The sacred object that the sacred woman was walking towards was a community, a village, a nation, a people, it was, in fact, humanity itself, us. Nothing was going to keep her from her mission, not even one terribly violent man. Forcibly displaced from their homeland and struggling to provide for themselves, she had come for the people, a female messiah, to show them how to live. She stayed with them a few days and taught them what to grow, how to treat one another, she taught them a new dance, quite different from the dance of starvation and despair, she taught them how to dance with the Sun, the Sun Dance. She revived their sacred rituals and in doing so, gave them a new birth. Then, taking the form of a buffalo, she disappeared, leaving them a sacred pipe, the gift of Heaven, a way to invoke the sacred medicine of the earth, their story, the story of a people.

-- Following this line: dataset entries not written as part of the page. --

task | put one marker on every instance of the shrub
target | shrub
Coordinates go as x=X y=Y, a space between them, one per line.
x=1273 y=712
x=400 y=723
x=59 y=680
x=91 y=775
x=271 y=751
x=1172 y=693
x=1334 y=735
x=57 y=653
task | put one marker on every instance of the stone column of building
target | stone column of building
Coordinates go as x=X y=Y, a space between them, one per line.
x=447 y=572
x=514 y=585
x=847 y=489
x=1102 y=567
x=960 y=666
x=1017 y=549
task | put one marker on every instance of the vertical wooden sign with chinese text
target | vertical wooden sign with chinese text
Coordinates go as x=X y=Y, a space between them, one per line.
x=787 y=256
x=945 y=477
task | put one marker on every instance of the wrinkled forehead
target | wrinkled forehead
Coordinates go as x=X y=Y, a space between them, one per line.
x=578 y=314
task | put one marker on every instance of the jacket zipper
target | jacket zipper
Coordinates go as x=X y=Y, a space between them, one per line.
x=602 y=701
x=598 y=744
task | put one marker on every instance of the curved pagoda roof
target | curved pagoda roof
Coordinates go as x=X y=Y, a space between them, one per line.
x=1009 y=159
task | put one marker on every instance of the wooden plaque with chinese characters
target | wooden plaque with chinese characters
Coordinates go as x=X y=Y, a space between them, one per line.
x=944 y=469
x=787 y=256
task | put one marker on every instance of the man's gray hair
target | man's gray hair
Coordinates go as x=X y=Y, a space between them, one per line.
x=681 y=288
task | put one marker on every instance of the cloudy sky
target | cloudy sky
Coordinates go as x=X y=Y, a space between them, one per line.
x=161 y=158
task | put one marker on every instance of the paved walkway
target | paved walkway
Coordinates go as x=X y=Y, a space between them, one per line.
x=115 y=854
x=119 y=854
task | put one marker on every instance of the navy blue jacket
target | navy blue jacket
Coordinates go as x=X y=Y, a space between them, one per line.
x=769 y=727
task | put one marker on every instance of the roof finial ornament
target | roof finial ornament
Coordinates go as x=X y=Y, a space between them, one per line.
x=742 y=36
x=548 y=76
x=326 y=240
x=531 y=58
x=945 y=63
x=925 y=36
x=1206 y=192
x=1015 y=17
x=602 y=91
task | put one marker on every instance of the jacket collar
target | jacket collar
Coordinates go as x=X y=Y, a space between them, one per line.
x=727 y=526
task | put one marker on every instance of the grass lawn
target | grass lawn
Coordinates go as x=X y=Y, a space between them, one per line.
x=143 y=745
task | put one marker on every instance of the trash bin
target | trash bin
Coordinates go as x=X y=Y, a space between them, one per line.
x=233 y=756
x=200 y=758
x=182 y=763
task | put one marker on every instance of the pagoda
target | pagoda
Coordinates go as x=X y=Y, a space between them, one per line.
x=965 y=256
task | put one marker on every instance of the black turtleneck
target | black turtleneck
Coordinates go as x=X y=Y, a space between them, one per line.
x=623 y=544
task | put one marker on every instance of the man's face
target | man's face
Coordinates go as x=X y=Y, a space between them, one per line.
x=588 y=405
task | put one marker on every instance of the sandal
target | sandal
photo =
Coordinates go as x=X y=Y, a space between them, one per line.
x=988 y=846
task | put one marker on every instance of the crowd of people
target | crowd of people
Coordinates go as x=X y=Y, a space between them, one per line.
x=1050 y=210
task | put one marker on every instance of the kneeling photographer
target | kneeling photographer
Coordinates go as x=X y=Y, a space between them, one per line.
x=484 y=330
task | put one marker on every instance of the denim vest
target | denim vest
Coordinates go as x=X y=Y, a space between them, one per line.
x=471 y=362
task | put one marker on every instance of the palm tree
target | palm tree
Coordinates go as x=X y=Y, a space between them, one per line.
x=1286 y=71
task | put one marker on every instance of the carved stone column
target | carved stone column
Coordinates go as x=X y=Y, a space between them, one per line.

It’s still there, in the Holy of Holies.

She had come to save them and the first reaction she got was violence towards her. Isn’t this typical of our own experience? Whenever we set out to do something good for ourselves or someone else, we are often met with anger, punishment and rage. The hostility of the world can be quite overwhelming when we set out to do the work of healing.

Yet, she persisted because she knew humanity to be sacred at its very core, though quite lost, she knew them to be capable of peace. But primarily, she understood the sacredness of her very self, and that was not a thing to be compromised, ever, in fact, compromising that would be the greatest sin of all.

She had to look beyond one man’s violence, and her people had to look beyond a nation’s violence; she had to look beyond one man’s desire to possess her and her people had to look beyond a nation’s desire to dispossess them of everything; in order to do their work together which was simply to heal, to invoke the sacred in all things. Healing is the sacred gift and it is also, quite ironically, the greatest revenge of all, this, the opposite of death.

This story, like every story, offers us medicine. Will we be the one with
the sacredness of the universe standing before us, and rather than surrender to it, (oh, terrible defeat) choose to dance with death? Or will we be the sacred woman, the humble man, and choose the other alternative, to dance with the Sun?

Today,  choose the Sun as your partner  and walk toward the sacred in you, singing her song: With a visible breath I am walking toward this sacred object.